Paul van den Bogaard
2007-Feb-15 12:49 UTC
[dtrace-discuss] profile provider: is it me doing stupid things?
Just showing someone how great DTrace is and then we spot something I do not understand. Of course it can be a major misunderstanding of myself. Would appreciate another (expert) look upon this. The goal we try to achieve is trying to get insight if there is a bursty nature in the time slot when system calls are done. Following DTrace snippet is tried: dtrace -q -p 3173 -n ''syscall::read:entry { @[probefunc] = count(); } profile:::tick-250ms { printa("%6s %@6d\n", @); printf("\n"); clear(@); }'' This to chop up a one second interval into four different equal sized 250 millsec slots. Counting the number of read and write syscalls that fall in each slot. This one is run against a process that reads a single character and writes that character (stdin, stdout) continuously. Wrote it myself so I dare say it is functionally correct :-) The output I get is: read 15078 read 0 read 0 read 0 And this pattern continues till hell freezes over: first slot has all the values, others are always zero. Tried this with 200msec and 100msec intervals too. No difference. Mmmm I expect more of a uniform distribution. Lets try to sample in DTrace a little different.

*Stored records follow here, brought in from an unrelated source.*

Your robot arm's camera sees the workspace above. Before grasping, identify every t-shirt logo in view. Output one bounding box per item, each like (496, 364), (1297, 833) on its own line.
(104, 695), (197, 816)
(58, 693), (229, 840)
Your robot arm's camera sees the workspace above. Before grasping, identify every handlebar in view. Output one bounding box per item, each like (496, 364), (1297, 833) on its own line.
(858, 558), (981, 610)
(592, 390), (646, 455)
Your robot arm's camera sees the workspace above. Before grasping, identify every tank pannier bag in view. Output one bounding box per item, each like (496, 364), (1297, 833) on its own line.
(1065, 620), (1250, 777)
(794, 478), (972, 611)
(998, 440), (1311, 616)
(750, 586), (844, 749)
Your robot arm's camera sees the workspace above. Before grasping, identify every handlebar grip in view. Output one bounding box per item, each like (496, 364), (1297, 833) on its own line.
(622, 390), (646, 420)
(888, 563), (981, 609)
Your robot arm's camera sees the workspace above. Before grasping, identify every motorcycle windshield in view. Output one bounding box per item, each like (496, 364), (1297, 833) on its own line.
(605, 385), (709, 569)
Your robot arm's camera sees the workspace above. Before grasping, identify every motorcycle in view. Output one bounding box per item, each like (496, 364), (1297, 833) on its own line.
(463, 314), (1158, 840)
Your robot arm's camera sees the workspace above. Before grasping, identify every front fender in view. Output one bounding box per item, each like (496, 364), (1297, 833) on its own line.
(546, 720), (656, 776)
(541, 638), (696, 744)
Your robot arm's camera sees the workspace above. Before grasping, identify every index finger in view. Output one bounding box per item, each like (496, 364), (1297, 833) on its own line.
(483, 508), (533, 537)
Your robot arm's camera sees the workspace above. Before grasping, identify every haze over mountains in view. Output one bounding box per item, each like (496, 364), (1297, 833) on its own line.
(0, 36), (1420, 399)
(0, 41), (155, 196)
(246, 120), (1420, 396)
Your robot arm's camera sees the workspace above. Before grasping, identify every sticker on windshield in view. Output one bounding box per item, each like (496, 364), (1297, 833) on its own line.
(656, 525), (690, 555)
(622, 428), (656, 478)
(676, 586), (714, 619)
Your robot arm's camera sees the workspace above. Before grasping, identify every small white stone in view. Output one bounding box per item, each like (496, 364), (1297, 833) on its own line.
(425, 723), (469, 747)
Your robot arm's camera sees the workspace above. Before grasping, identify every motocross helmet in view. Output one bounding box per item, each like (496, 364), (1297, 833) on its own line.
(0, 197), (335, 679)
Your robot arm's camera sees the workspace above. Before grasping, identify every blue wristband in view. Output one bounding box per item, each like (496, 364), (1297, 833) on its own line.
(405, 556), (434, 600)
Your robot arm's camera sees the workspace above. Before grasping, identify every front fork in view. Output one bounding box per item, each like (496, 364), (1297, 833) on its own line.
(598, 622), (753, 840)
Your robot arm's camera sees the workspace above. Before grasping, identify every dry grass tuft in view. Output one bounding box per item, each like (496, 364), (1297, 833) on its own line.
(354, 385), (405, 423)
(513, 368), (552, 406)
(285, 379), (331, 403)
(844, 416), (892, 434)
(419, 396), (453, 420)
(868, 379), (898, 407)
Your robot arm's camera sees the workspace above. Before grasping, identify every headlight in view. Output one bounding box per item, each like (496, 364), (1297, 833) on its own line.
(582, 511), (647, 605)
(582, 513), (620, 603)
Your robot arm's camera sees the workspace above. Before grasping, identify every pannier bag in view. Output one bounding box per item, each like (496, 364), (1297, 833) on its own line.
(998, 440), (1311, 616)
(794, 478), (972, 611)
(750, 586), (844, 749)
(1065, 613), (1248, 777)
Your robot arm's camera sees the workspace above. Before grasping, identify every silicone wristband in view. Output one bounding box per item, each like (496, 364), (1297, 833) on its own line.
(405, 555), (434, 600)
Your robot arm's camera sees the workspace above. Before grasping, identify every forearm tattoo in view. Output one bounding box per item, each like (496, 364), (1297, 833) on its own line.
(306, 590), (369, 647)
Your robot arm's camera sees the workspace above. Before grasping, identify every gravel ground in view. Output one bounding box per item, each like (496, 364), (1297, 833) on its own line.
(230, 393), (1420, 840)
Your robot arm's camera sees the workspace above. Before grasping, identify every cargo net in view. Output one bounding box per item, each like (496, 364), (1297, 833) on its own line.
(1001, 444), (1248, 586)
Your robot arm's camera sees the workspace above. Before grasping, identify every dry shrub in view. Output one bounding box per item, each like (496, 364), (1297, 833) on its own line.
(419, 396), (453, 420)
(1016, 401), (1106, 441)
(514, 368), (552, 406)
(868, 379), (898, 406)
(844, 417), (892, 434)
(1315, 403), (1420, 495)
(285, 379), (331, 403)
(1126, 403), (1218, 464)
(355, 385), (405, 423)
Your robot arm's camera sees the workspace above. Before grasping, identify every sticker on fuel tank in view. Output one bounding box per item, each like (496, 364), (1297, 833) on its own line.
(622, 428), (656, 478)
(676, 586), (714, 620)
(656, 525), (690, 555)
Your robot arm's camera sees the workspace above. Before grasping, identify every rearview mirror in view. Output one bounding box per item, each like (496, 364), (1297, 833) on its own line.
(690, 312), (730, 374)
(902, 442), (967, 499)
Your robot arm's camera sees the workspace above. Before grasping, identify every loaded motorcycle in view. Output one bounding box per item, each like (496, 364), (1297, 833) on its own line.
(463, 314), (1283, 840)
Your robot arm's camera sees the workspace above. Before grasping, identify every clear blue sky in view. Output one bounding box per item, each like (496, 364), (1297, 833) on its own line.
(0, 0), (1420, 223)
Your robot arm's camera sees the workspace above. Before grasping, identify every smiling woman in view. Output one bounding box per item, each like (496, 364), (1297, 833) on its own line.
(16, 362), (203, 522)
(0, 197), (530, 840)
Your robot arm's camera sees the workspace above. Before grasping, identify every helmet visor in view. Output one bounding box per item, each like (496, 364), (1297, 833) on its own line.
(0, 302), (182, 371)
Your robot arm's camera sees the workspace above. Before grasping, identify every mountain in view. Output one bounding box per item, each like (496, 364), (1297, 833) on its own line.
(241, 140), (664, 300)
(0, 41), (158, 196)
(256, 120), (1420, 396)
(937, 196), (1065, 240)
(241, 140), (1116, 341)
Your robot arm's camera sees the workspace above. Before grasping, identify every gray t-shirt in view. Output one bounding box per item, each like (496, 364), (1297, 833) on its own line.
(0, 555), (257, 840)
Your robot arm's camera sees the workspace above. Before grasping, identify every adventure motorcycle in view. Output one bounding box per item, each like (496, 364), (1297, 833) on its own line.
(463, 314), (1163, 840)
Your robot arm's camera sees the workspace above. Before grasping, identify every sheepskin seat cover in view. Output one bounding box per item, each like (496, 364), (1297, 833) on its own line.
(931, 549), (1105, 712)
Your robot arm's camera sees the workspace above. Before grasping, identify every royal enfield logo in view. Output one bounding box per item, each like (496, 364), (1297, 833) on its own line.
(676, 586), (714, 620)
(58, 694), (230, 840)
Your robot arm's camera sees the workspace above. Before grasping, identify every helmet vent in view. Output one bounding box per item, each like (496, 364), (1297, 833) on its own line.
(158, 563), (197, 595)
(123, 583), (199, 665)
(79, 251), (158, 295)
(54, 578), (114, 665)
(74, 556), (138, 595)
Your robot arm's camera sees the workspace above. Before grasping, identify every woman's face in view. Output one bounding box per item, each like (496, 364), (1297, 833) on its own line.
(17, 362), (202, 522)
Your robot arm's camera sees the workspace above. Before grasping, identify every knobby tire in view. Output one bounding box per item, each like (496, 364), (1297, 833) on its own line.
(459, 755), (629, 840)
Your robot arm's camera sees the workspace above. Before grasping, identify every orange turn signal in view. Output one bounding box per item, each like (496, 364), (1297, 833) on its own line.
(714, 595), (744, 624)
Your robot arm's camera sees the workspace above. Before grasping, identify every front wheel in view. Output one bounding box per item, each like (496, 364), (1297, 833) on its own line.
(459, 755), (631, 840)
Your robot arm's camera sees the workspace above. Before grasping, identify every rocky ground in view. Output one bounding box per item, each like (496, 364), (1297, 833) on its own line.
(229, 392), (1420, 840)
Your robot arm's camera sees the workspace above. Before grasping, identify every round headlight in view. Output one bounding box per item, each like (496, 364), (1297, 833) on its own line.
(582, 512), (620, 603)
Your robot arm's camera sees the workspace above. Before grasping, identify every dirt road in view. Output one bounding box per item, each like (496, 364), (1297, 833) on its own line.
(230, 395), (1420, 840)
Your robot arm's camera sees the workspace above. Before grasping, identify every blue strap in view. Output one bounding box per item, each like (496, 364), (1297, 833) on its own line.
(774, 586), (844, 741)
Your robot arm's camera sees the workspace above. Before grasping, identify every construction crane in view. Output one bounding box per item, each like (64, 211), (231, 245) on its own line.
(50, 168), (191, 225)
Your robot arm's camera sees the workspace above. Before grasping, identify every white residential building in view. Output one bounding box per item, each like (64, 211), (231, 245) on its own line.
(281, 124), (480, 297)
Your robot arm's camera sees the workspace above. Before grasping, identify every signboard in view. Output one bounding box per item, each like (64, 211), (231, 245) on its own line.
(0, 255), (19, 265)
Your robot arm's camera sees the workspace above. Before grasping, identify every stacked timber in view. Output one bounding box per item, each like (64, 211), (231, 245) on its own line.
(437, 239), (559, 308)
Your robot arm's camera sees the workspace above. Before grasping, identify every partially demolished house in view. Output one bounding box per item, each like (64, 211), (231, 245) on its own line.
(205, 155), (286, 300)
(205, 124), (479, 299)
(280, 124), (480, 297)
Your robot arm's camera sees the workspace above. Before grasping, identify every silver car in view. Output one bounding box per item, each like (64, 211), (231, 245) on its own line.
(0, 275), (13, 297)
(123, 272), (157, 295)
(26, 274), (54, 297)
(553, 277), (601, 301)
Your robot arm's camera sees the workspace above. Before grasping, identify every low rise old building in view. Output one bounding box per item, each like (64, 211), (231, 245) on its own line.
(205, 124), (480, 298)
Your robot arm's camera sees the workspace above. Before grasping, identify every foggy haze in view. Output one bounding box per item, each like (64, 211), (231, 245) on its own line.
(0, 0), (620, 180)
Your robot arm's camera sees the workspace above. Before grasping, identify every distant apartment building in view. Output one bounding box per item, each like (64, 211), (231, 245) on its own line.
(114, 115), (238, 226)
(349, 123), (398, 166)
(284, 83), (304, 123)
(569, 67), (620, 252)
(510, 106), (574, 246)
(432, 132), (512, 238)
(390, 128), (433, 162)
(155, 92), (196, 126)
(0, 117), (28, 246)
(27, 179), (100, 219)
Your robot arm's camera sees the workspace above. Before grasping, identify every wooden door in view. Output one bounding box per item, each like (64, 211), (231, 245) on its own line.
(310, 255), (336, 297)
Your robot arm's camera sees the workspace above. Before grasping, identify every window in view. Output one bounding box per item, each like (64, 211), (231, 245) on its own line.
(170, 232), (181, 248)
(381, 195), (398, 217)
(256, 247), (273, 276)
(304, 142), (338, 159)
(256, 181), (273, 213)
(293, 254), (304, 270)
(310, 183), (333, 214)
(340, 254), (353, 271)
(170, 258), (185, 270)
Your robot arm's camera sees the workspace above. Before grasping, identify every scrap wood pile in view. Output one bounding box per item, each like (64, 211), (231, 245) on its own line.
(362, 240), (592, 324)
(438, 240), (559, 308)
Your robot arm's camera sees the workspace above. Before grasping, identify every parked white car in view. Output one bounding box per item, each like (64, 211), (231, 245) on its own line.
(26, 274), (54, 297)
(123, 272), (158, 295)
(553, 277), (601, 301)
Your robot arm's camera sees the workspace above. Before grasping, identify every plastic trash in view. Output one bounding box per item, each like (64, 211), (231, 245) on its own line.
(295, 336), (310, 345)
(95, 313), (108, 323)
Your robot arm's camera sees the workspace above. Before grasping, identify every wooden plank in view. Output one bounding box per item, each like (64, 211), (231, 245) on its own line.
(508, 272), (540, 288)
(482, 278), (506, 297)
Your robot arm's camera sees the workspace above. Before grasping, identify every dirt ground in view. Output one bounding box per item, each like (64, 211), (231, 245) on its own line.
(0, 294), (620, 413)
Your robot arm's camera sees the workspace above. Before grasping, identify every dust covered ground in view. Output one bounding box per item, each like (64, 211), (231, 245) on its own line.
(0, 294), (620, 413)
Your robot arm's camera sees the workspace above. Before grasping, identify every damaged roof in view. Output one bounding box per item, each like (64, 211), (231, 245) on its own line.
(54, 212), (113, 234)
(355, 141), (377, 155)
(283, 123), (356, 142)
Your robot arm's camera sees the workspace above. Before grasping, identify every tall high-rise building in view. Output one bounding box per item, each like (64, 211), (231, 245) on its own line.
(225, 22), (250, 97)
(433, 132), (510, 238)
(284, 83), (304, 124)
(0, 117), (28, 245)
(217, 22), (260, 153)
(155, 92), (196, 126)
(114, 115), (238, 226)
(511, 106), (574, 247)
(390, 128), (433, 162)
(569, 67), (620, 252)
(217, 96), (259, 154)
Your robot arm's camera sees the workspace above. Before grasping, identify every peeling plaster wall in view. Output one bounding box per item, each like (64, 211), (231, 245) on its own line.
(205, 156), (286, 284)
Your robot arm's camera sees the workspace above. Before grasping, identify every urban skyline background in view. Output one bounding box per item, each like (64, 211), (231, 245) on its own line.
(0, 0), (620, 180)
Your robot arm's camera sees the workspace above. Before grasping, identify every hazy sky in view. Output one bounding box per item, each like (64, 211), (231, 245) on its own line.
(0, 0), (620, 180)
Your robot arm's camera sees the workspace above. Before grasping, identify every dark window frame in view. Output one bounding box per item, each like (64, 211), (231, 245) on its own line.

In the end it might be an unforeseen side effect of the application :) The following DTrace script was used: BEGIN { baseline = timestamp; } syscall::read:entry /pid == $target/ { this->tmp = (timestamp - baseline) / (1000 * 1000 * 250); @[this->tmp] = count(); } profile:::tick-1000ms { baseline = timestamp; printa("%3d %@u\n", @); clear(@); } END { } And this one does show a uniform distribution of the system calls as I expected: 3 10601 2 10610 1 10940 0 11534 Question: why is the profile:::tick-xxxmsec behaving this way? What am I missing? Thanks Paul This message posted from opensolaris.org
Chip Bennett
2007-Feb-15 16:04 UTC
[dtrace-discuss] profile provider: is it me doing stupid things?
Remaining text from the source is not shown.